As mentioned above, vascular function and especially microvascular blood volume in muscle are related to insulin sensitivity. Because obesity is associated with insulin resistance, reduction of microvascular blood volume, and altered properties of PAT, we have proposed that PAT causes microvascular dysfunction and insulin resistance in obesity [4]. Although there are, at present, no studies that prospectively link PAT to diabetes, a number of studies provide indirect evidence for this hypothesis.

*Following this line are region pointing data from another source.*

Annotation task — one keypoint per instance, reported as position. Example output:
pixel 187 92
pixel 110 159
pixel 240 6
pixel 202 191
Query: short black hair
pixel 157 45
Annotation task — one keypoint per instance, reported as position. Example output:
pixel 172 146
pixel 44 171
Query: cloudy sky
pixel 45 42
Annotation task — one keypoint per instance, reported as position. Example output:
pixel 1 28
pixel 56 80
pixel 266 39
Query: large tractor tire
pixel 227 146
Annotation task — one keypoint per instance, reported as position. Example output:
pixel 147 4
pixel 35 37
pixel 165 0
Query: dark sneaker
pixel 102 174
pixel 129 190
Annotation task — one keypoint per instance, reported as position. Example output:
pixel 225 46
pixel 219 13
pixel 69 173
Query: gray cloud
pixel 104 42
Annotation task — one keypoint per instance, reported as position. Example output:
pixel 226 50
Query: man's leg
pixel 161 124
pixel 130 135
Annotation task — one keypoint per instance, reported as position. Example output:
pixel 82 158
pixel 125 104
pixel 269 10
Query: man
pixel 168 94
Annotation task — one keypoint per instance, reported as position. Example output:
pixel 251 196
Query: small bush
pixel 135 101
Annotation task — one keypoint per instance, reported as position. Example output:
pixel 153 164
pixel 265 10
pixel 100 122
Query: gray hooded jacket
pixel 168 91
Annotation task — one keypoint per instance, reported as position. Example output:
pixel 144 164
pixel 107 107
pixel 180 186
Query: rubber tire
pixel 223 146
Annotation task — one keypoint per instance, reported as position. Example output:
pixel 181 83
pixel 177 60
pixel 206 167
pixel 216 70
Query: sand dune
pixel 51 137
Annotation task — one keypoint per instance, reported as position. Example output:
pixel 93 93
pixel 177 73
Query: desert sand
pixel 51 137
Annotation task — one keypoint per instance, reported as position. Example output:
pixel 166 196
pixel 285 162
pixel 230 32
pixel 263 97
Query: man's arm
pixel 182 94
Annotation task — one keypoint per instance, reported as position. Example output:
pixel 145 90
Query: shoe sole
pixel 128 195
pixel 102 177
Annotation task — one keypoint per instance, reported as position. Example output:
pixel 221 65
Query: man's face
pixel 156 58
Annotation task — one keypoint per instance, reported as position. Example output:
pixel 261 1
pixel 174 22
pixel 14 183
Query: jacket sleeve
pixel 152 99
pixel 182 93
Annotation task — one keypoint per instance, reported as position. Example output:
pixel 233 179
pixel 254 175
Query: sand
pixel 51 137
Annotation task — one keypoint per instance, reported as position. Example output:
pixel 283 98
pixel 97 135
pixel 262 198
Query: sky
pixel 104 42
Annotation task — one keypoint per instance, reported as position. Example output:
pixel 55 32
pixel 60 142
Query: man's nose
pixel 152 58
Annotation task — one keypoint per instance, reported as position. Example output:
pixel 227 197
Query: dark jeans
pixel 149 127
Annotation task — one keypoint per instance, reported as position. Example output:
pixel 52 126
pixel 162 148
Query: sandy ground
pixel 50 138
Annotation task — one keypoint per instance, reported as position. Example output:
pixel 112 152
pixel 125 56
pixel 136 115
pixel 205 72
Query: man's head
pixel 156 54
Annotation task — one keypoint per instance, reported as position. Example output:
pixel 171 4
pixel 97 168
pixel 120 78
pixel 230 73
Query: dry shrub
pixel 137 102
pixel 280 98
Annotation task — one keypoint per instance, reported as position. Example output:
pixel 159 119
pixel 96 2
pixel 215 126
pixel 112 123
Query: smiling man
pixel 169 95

First, several studies suggest that ectopic adipose tissue, especially within muscles, strongly relates to insulin sensitivity. The amount of PAT surrounding the brachial artery [12••] and adipose tissue between muscle (intermuscular adipose tissue [IMAT]) [47] are inversely related to insulin sensitivity. Even though IMAT accounts for only 3% of total thigh adipose tissue, it has the strongest correlation with insulin sensitivity in obese subjects and subjects with type 2 diabetes mellitus. After a 16-week weight loss program, the IMAT compartment in the thigh decreased stronger than subcutaneous fat and subfascial fat [48].

Second, vascular function, especially muscle perfusion, contributes to regulation of insulin-mediated glucose disposal. Increased amounts of adipose tissue, as observed in obese subjects and rats, are accompanied by impairment of muscle perfusion. Impairment of muscle perfusion has been estimated to account for 30% to 50% of insulin resistance [49].

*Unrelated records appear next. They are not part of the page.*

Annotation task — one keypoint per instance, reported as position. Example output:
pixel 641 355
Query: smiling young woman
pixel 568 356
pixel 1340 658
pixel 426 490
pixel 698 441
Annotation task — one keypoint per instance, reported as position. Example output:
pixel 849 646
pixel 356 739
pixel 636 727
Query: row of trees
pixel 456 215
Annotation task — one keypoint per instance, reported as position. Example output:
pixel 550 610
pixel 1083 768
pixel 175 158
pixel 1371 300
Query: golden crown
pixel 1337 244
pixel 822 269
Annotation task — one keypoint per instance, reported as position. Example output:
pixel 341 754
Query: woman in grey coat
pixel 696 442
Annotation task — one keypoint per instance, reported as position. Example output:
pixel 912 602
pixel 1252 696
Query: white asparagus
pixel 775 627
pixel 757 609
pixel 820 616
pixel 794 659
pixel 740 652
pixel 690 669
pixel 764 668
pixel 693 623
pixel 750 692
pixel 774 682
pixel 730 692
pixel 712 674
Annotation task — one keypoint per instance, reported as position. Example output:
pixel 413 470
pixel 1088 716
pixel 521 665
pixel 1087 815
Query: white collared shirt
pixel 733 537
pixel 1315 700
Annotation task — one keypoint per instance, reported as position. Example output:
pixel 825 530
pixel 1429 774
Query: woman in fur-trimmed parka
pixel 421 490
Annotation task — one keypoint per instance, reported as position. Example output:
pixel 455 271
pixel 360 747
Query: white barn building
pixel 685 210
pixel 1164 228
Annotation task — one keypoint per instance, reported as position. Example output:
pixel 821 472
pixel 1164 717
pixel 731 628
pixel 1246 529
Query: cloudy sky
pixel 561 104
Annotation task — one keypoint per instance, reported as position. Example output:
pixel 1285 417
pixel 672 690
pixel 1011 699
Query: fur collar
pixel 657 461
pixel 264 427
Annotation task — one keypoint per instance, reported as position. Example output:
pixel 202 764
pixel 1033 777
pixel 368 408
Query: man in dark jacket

Third, we have found accumulation of PAT around the arterioles that regulate muscle perfusion. Aside from intermuscular adipose tissue and PAT around the femoral artery, we have found that PAT exists within muscles (ie, intramuscular PAT [mPAT]) [unpublished data]. This location is especially relevant given the increasing evidence for regulation of muscle insulin sensitivity by microvascular perfusion in muscle [49, 50]. By regulating endothelium-dependent vasodilatation, insulin-mediated vasoreactivity, and muscle perfusion, mPAT may control muscle glucose uptake and, thus, determine risk of future type 2 diabetes. Using selective manipulation of PAT, this hypothesis remains to be tested in future studies.

Taken together, these data support the hypothesis that PAT is involved in the development of insulin resistance. The strongest data for or against this hypothesis will likely come from PAT-specific transgenic mouse models, but at present such models do not exist.